Otherwise the best course in literature that can be devised is the one that gives the masterpieces the most opportunity to teach themselves. The object of a course in literature is best served in proportion as the course is arranged and all associated studies are arranged in such a way as to secure sensitive and contagious conditions for the pupil's mind in the presence of the great masters, such conditions as give the pupil time, freedom, space, and atmosphere--the things out of which a masterpiece is written and with which alone it can be taught, or can teach itself.

All that comes between a masterpiece and its thus teaching itself, spreads ruin both ways. The masterpiece is partitioned off from the pupil, guarded to be kept aloof from him--outside of him. The pupil is locked up from himself--his possible self.

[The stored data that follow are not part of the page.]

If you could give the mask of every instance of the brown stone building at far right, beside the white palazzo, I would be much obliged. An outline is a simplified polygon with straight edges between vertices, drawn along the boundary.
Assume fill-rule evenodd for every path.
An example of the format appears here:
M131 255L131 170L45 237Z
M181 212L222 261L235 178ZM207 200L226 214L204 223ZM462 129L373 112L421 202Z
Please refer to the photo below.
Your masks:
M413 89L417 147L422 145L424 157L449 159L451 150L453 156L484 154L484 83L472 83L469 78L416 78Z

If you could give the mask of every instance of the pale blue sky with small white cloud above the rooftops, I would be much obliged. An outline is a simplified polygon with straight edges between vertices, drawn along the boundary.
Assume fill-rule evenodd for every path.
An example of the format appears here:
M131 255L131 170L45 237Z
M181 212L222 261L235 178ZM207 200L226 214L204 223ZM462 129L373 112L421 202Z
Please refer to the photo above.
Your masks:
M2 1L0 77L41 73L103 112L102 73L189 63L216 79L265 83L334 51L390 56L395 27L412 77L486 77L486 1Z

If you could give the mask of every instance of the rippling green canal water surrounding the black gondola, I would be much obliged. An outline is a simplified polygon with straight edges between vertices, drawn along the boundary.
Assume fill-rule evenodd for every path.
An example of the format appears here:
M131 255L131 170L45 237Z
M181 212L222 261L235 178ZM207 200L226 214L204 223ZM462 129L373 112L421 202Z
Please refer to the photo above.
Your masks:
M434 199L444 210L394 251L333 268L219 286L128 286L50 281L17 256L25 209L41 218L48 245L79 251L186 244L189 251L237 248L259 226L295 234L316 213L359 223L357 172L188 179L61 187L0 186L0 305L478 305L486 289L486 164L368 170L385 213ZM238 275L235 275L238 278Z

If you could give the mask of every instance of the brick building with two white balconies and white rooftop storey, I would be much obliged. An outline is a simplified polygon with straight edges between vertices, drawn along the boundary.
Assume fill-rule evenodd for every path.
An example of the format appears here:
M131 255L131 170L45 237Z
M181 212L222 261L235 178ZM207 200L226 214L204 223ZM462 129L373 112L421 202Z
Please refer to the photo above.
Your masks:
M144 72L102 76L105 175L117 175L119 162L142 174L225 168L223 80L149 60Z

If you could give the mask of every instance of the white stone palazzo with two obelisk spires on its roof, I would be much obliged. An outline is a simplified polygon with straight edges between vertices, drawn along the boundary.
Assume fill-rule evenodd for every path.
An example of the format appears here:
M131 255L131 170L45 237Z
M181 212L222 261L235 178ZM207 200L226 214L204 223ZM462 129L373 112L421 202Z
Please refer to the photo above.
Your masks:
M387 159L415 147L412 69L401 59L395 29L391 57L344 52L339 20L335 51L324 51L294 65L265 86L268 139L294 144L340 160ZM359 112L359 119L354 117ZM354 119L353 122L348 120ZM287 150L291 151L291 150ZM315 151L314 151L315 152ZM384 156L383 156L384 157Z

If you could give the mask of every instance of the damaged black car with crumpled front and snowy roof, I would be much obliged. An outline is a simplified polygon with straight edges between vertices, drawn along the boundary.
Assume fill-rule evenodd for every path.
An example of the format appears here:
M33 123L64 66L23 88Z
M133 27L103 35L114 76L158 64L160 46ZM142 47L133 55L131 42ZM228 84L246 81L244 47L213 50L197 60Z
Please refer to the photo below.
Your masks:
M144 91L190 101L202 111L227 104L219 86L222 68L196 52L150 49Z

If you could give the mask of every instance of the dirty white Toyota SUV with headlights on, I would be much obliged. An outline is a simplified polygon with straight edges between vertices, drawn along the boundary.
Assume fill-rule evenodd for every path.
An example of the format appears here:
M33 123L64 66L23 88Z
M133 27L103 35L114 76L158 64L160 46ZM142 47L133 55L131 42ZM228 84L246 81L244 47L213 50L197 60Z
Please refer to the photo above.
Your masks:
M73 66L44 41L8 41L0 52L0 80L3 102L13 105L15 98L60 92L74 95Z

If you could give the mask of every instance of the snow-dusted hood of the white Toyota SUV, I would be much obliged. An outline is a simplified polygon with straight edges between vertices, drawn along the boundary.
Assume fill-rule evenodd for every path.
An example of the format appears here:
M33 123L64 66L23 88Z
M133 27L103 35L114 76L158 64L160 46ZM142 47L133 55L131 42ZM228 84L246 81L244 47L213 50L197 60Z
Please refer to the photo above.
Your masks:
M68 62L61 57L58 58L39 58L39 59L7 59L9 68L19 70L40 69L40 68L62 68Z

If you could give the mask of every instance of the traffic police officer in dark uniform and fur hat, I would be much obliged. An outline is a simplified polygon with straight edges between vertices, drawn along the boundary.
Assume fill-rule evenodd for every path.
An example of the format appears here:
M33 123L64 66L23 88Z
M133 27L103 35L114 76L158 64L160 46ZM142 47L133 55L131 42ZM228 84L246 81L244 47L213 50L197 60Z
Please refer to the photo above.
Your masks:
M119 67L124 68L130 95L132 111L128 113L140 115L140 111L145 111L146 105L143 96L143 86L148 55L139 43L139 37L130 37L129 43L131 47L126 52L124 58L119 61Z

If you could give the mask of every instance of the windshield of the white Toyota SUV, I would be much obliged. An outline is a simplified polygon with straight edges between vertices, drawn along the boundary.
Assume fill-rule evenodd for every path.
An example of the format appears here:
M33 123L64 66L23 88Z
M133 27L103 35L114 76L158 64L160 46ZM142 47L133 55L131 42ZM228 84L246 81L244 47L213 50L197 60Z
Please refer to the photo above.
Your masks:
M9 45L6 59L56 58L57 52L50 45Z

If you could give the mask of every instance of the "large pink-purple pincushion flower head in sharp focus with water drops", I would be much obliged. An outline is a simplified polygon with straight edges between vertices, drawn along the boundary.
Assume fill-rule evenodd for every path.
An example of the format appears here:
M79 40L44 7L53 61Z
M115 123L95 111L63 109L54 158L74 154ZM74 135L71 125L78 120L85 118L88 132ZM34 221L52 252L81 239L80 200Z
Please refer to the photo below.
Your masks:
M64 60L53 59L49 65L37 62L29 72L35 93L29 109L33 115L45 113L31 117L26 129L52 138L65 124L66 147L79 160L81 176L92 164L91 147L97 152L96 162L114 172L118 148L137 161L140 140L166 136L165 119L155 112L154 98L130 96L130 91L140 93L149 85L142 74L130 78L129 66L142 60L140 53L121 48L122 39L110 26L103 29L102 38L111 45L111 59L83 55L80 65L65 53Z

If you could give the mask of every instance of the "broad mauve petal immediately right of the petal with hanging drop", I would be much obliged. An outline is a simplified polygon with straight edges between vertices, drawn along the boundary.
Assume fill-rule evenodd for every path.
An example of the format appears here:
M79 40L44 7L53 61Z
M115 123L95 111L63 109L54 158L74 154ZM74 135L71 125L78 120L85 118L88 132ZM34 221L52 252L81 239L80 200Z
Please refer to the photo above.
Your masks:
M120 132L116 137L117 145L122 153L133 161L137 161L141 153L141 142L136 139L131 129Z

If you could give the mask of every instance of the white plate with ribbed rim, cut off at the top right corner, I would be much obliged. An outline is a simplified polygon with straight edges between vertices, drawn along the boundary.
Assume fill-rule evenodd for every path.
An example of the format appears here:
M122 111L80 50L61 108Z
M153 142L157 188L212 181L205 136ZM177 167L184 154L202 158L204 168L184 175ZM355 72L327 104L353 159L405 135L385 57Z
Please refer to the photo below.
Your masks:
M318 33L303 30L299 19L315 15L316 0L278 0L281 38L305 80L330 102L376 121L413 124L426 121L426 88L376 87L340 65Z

Not too much stress could possibly be laid upon intimacy with the great books or on the constant habit of living on them. They are the movable Olympus. All who create camp out between the heavens and the earth on them and breathe and live and climb upon them. From their mighty sides they look down on human life. But classics can only be taught by classics. The creative paralysis of pupils who have drudged most deeply in classical training--English or otherwise--is a fact that no observer of college life can overlook. The guilt for this state of affairs must be laid at the door of the classics or at the door of the teachers. Either the classics are not worth teaching or they are not being taught properly.

In either case the best way out of the difficulty would seem to be for teachers to let the classics teach themselves, to furnish the students with the atmosphere, the conditions, the points of view in life, which will give the classics a chance to teach themselves.